Hatred for Rachel Corrie knows no limits, as a Jerusalem municipal official demonstrates by trying to ban a play about the ‘Israel-hater tourist.’ The director to +972 Magazine: ‘He should see it before judging.’

American activist Rachel Corrie (photo: Rachel Corrie Foundation)


Deputy Mayor of Jerusalem David Hadari, of Nafatli Bennet’s Jewish Home party, demanded that the city stop funding the Khan Theater because it is hosting a play about Rachel CorrieHaaretz reported Sunday evening [Heb].

My Name is Rachel Corrie” is a play that has been staged around the world and is now showing in Israel in Hebrew, directed by Ari Remez. It is based on the diaries Corrie wrote during her stay in Israel/Palestine as an activist with the International Solidarity Movement (ISM) up until her death in 2003.
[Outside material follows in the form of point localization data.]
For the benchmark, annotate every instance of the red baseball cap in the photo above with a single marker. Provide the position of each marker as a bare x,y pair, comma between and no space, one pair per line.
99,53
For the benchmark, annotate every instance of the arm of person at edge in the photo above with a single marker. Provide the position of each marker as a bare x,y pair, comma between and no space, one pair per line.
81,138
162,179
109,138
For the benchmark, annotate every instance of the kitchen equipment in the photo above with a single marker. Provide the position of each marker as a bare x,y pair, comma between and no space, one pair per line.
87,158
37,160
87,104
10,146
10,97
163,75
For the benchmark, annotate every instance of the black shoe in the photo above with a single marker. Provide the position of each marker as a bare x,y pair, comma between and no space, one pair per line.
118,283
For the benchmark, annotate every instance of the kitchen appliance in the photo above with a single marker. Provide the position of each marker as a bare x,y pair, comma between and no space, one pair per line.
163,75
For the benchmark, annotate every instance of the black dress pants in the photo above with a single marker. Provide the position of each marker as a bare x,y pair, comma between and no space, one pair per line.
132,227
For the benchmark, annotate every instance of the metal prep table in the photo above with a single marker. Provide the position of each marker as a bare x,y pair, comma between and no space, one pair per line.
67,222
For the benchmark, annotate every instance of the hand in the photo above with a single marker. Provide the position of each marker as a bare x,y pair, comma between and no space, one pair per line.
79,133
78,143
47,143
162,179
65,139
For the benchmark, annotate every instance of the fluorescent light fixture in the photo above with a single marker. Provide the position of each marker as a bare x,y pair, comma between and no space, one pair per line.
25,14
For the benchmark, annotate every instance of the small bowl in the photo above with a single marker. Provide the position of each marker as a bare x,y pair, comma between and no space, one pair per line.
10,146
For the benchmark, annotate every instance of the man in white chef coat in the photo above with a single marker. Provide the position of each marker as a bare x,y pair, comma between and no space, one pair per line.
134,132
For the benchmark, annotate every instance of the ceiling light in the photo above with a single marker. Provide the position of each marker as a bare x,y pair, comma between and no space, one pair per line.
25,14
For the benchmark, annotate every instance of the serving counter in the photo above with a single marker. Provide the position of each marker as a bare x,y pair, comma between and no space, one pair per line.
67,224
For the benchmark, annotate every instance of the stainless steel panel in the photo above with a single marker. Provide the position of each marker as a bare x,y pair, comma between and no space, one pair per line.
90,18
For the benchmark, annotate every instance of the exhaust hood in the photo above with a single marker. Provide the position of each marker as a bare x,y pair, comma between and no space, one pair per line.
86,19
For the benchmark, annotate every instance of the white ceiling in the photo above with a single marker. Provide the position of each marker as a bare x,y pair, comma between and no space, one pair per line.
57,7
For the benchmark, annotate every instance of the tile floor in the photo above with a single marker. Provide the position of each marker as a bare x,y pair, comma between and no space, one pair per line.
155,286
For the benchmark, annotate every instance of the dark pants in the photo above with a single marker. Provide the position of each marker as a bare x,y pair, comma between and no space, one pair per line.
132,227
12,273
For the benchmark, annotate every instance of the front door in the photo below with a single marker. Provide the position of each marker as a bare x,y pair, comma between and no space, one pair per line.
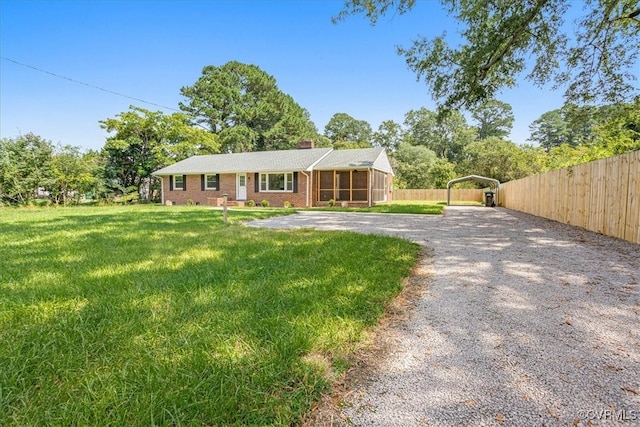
241,186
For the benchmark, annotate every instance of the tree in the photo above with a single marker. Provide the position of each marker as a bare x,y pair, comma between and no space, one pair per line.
440,173
493,118
412,164
500,159
73,175
619,132
445,135
388,135
346,132
550,130
243,105
599,62
25,168
144,141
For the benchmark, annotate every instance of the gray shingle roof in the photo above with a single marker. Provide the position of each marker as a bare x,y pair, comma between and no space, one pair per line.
256,161
281,161
356,158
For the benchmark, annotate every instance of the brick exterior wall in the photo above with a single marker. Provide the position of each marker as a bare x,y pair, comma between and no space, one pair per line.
195,193
227,183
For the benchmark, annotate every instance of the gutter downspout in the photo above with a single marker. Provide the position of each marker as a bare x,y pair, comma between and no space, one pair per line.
162,189
371,177
307,195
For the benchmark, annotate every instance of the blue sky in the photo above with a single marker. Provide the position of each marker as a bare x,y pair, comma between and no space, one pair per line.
150,49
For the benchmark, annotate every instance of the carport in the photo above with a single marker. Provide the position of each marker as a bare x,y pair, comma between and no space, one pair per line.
494,184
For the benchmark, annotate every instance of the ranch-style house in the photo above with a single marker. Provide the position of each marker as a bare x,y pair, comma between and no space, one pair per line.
304,177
Rachel Corrie’s story has always touched a nerve in Israeli society, as can be seen in Hadari’s letter to the relevant authorities in the municipality:

“In the past few days I was shocked to learn that the Khan Theater is advertising a play which it intends to show about the tourist Rachel Corrie, who was run over in an unfortunate accident by an IDF bulldozer during an operation in Gaza. May I remind you, this was a girl who demonstrated against Israel, against IDF soldiers and against the IDF’s activities to protect the communities of the South from missiles and terrorists. In other words, this was an Israel hater who was unintentionally killed and that the courts in Israel refused the family’s requests for compensation… We should not lend a hand to problematic plays that hurt Israel and Jerusalem in the name of art.

In its response to Haaretz, the Khan Theater said the show is not its own, it is just hosting the performance.

The play’s director, Ari Remez, told +972 Magazine:

It’s a pity that the deputy mayor, just as MK Orit Strouk before him, is hurrying to judge the play as inciting without even seeing it. They are both most welcome to come and see the play first to see what it’s all about.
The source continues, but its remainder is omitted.